Lübnan uzun seneler süren iç savaşın ardından yaralarını hızla sarmaya çalışıyor. Savaştan önce Ortadoğu’nun Paris’i olarak bilinen başkent Beyrut, eski şaşasını yeni inşa edilen modern binaları ile kazanma hedefinde. Sokaklarında sürekli askerlerle karşılaşıyor olsanız da korkulacak bir durum yok, Beyrut güvenli bir şehir. Ayrıca halkı da hoşgörülü ve sevecen. Şehrin merkezi Downtown, yoğunlukla Müslümanların yaşadığı Hamra ve gece hayatının çekici semti Gemmayze’ye yolunuz mutlaka düşecektir. Mutlaka sokak aralarında dolaşın. Akşam üzeri kordon boyu yani Corniche’de yer alan Güvercin Kayalığı‘na (Pigeon Rocks) gidip hemen ardından bir kafeden oturup gün batımını izleyin. Lübnan mutfağının nefis mezeleri tabule, humus, semsek (labneli börek), ekşili yaprak sarma, zahter salatası, falafel ve daha nice lezzetlerini tatmak için Achrafiye’ye gidin. Beyrut’un hatırı sayılır bir gece hayatı var. Yemekten sonra yolunuzu Gemmayze’ye düşürün. Beyrut’un dışında da yapabileceğiniz pek çok aktivite var elbette. Harisa Heykeli, Jeita Grotto ve Byblos da listenizde bulunsun.
Kazablanka, Fas
Çok yakın olmasa da vizesiz seyahat edebileceğiniz güzel ülkelerden bir diğeri de Fas, yani kendi dillerinde en doğudaki anlamına gelen El-Magrip. Fas’ta en ekonomik ve direk uçabileceğiniz Kazablanka, konumu itibariyle de pek çok avantaj sunuyor. Kazablanka çok eski bir yerleşim değil, dolayısıyla şehirde yapılacak çok şey bulamayabilirsiniz. Ancak Kazablanka’ya kadar gelmişken, kentin ününü borçlu olduğu „tekrar çal Sam“ repliğiyle hafızalara kazınan Kazablanka filminin setine, yani Rick’s Cafe’ye uğramak isteyebilirsiniz. Ardından araba kiralayıp Atlas dağlarını aşarak uçsuz bucaksız çöllere kadar ülkeyi baştan sona gezebilir, isterseniz de okyanus kıyısındaki Essaouira, Agadir gibi şehirlerde tatilin keyfini çıkarabilirsiniz. Zaman sıkıntınız yoksa başkent Rabat, kendine has otantik dokusuyla Marakeş ve tabakhaneleriyle bilinen, her haliyle size fotoğraf karesi gibi görünecek Fes’i de programınıza dahil edebilirsiniz.
Batum, Gürcistan
Vizesiz giriş imkanı sunan komşu ülke Gürcistan’ı da unutmamalı. Sarp sınır kapısından kara yoluyla veya Batum uluslararası havaalanından ulaşabileceğiniz ülkeye nüfus cüzdanınızla da girebilirsiniz. Hatta öyle ki Hopa’ya gitmek için bile Batum Havaalanı’nı kullanabiliyorsunuz. Hal böyle olunca bayram tatilinde rotanızı doğu Karadeniz ile birlikte Batum’a çevirmemek olmaz.

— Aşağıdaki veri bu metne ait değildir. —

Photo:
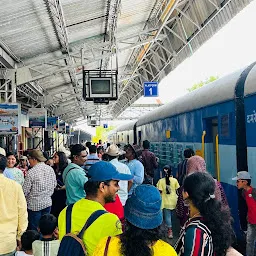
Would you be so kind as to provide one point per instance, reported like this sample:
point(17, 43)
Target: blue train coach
point(218, 121)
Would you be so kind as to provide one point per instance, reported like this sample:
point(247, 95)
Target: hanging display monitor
point(100, 87)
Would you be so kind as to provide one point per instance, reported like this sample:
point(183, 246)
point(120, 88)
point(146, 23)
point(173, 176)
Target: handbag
point(107, 245)
point(232, 252)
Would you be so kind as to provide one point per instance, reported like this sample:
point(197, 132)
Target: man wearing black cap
point(101, 188)
point(38, 187)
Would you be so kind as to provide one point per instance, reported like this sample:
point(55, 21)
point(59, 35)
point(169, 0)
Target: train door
point(211, 146)
point(139, 138)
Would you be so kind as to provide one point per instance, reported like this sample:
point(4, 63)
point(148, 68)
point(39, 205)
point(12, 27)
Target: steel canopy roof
point(44, 44)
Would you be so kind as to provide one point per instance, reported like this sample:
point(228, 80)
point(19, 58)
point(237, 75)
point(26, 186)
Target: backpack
point(72, 244)
point(253, 193)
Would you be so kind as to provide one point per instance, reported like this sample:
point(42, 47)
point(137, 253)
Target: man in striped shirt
point(92, 158)
point(38, 187)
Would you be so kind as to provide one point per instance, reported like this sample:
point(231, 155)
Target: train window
point(225, 126)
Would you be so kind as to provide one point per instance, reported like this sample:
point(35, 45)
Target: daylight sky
point(232, 48)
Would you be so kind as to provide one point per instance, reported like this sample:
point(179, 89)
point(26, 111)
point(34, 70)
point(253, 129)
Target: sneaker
point(170, 234)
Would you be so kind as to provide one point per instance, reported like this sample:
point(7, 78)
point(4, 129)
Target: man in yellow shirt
point(101, 188)
point(13, 212)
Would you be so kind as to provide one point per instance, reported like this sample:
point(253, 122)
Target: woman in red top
point(116, 208)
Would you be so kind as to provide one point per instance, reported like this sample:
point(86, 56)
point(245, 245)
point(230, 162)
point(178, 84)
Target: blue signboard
point(150, 89)
point(9, 118)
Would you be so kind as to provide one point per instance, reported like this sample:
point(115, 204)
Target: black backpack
point(72, 244)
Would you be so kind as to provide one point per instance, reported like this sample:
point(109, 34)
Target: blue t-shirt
point(74, 181)
point(137, 170)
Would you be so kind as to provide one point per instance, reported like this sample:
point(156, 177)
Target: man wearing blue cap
point(243, 181)
point(101, 188)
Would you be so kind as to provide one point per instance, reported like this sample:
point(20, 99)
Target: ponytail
point(167, 177)
point(137, 242)
point(201, 190)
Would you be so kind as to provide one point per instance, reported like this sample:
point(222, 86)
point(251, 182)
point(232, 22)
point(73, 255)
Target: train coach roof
point(218, 91)
point(126, 127)
point(250, 83)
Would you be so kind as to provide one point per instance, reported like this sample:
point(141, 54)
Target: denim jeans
point(167, 215)
point(34, 217)
point(250, 239)
point(8, 254)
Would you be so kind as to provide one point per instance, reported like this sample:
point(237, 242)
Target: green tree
point(202, 83)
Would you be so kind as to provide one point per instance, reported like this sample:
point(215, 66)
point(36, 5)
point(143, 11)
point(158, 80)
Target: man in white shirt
point(113, 152)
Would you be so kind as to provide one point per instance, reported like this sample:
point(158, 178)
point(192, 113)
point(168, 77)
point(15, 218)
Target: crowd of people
point(103, 200)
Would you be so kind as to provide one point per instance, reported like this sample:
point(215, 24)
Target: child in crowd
point(167, 187)
point(48, 245)
point(243, 181)
point(27, 239)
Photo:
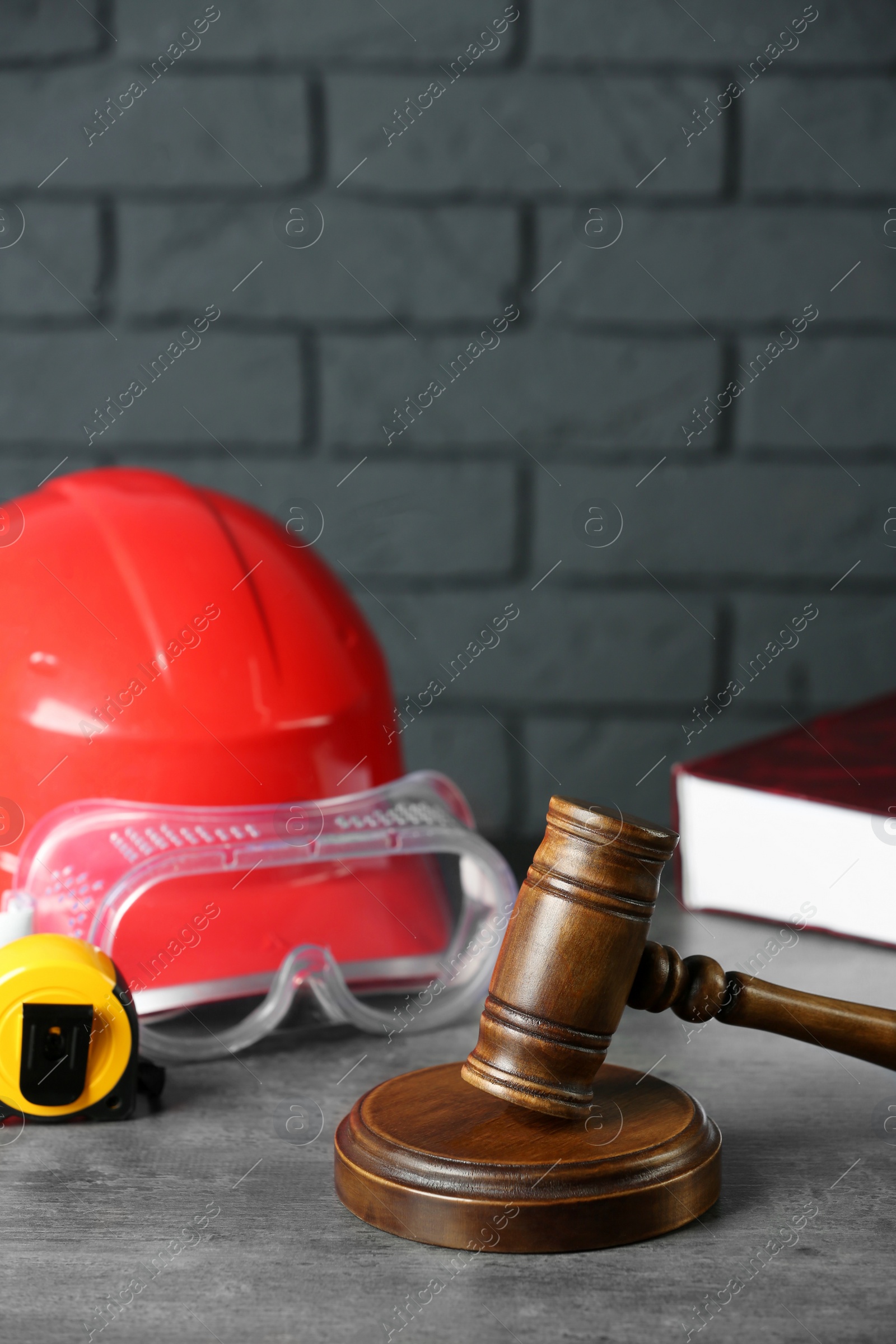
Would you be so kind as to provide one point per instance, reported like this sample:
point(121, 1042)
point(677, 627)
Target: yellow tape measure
point(68, 1032)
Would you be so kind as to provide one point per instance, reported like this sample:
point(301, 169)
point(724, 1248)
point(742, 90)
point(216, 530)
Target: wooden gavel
point(577, 952)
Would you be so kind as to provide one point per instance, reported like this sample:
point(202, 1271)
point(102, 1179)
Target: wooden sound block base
point(429, 1158)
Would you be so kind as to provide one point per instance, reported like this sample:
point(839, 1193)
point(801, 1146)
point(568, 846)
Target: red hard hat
point(166, 643)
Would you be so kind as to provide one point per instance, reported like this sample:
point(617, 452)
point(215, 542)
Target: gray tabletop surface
point(86, 1208)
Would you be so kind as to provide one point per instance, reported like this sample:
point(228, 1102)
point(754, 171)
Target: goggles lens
point(348, 901)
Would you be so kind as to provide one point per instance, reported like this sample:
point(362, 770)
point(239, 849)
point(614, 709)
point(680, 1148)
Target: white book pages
point(776, 858)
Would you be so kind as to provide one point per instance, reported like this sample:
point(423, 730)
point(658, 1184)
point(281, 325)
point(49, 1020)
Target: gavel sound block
point(550, 1150)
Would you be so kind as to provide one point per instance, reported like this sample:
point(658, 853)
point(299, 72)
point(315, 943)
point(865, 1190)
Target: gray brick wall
point(501, 195)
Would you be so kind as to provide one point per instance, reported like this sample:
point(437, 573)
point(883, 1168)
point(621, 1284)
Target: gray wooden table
point(226, 1226)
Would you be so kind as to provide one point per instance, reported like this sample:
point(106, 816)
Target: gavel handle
point(696, 990)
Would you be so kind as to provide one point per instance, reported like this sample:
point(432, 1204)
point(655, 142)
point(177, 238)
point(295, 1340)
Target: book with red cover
point(799, 827)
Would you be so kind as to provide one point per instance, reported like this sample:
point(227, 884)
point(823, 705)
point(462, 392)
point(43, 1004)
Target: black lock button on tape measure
point(69, 1033)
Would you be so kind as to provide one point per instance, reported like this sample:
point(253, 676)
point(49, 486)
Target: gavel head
point(568, 958)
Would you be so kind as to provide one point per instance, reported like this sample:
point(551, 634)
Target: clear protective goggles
point(385, 908)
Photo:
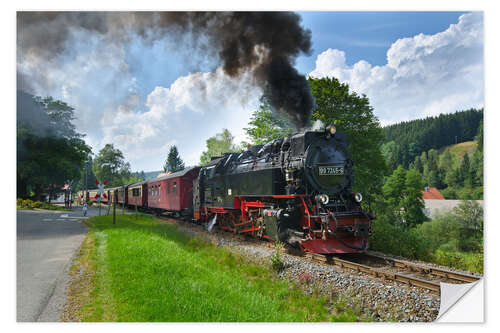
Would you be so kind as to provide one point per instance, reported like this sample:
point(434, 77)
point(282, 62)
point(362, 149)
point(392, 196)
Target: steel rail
point(396, 276)
point(422, 268)
point(380, 272)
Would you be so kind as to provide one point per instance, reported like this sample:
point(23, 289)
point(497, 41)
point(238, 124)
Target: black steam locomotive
point(296, 190)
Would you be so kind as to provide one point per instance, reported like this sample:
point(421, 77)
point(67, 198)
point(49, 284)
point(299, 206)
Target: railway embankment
point(370, 296)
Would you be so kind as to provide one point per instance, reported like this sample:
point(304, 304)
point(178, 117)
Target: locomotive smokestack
point(264, 44)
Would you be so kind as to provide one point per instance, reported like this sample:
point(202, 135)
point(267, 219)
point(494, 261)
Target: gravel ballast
point(374, 298)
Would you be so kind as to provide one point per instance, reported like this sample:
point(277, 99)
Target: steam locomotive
point(297, 190)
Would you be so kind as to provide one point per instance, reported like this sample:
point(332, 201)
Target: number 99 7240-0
point(330, 170)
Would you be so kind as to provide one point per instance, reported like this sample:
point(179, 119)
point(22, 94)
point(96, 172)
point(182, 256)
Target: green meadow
point(145, 270)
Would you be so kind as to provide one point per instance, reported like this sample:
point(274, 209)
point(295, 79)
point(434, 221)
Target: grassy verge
point(30, 205)
point(145, 270)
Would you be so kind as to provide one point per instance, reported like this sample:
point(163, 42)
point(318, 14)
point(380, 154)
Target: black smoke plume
point(265, 44)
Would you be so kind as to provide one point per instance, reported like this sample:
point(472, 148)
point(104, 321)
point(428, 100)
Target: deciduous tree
point(218, 145)
point(352, 114)
point(174, 162)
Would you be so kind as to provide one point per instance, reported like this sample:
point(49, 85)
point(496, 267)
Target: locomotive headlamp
point(323, 198)
point(331, 129)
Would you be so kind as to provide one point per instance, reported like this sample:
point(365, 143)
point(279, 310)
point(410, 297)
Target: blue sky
point(368, 35)
point(145, 97)
point(361, 35)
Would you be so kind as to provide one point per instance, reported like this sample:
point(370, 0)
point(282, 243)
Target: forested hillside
point(447, 151)
point(407, 140)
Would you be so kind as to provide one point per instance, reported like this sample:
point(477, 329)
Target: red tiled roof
point(432, 193)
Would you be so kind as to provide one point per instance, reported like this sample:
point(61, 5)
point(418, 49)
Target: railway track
point(377, 265)
point(402, 271)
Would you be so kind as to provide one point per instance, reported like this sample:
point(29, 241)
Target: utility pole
point(86, 185)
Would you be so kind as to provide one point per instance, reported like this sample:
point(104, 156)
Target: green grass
point(147, 270)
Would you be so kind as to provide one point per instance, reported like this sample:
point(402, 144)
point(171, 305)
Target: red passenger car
point(122, 195)
point(173, 192)
point(138, 194)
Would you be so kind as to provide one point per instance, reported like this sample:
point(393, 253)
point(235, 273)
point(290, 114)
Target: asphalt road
point(46, 242)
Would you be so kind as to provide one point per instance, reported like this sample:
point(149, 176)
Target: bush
point(449, 193)
point(37, 204)
point(467, 261)
point(394, 239)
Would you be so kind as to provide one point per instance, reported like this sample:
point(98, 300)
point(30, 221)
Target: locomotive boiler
point(297, 190)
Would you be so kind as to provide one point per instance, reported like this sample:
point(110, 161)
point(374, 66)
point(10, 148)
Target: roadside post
point(114, 209)
point(100, 193)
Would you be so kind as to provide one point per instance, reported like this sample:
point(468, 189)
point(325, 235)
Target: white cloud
point(425, 75)
point(187, 113)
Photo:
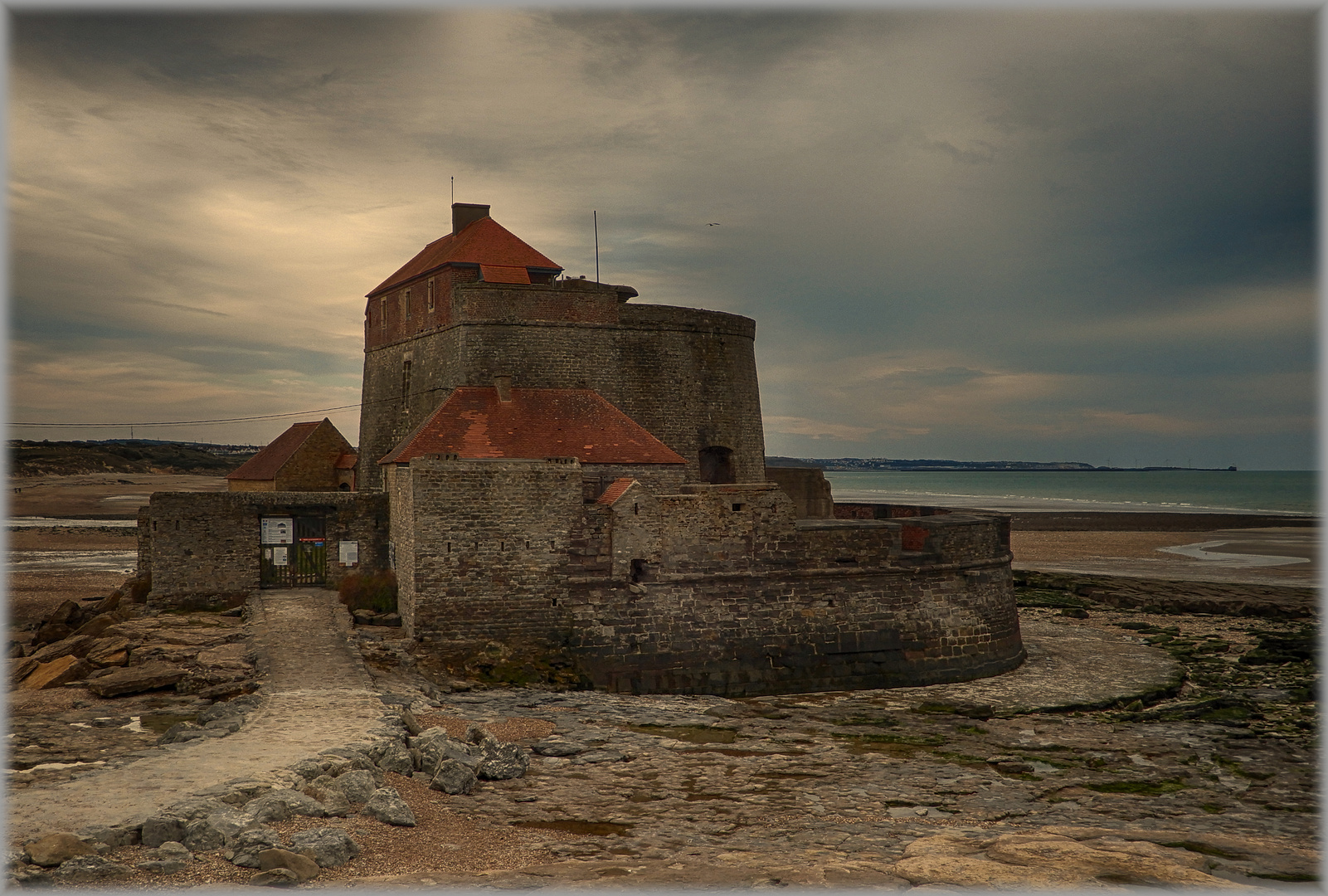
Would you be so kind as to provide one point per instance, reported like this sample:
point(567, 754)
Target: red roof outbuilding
point(474, 422)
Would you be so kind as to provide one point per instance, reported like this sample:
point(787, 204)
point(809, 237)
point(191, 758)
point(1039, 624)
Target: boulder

Son senelerde oldukça gelişen ve modern bir görünüm kazanan Batum, Karadeniz kıyısında bir liman şehri. Batum’da ister denizin tadını çıkarın, ister dünyanın en büyük parklarından biri olan Botanik bahçeyi ziyaret edin. Ama mutlaka liman boyunca yürüyüşler yapıp, şehrin ünlü meydanlarını dolaşın, sonra da ara sokaklarında kaybolup şehrin ritmini içinizde hissedin. Akşam keyfinizi ise liman boyunca sıralanmış kafelerde içeceğiniz Türk kahvesiyle taçlandırmayı unutmayın.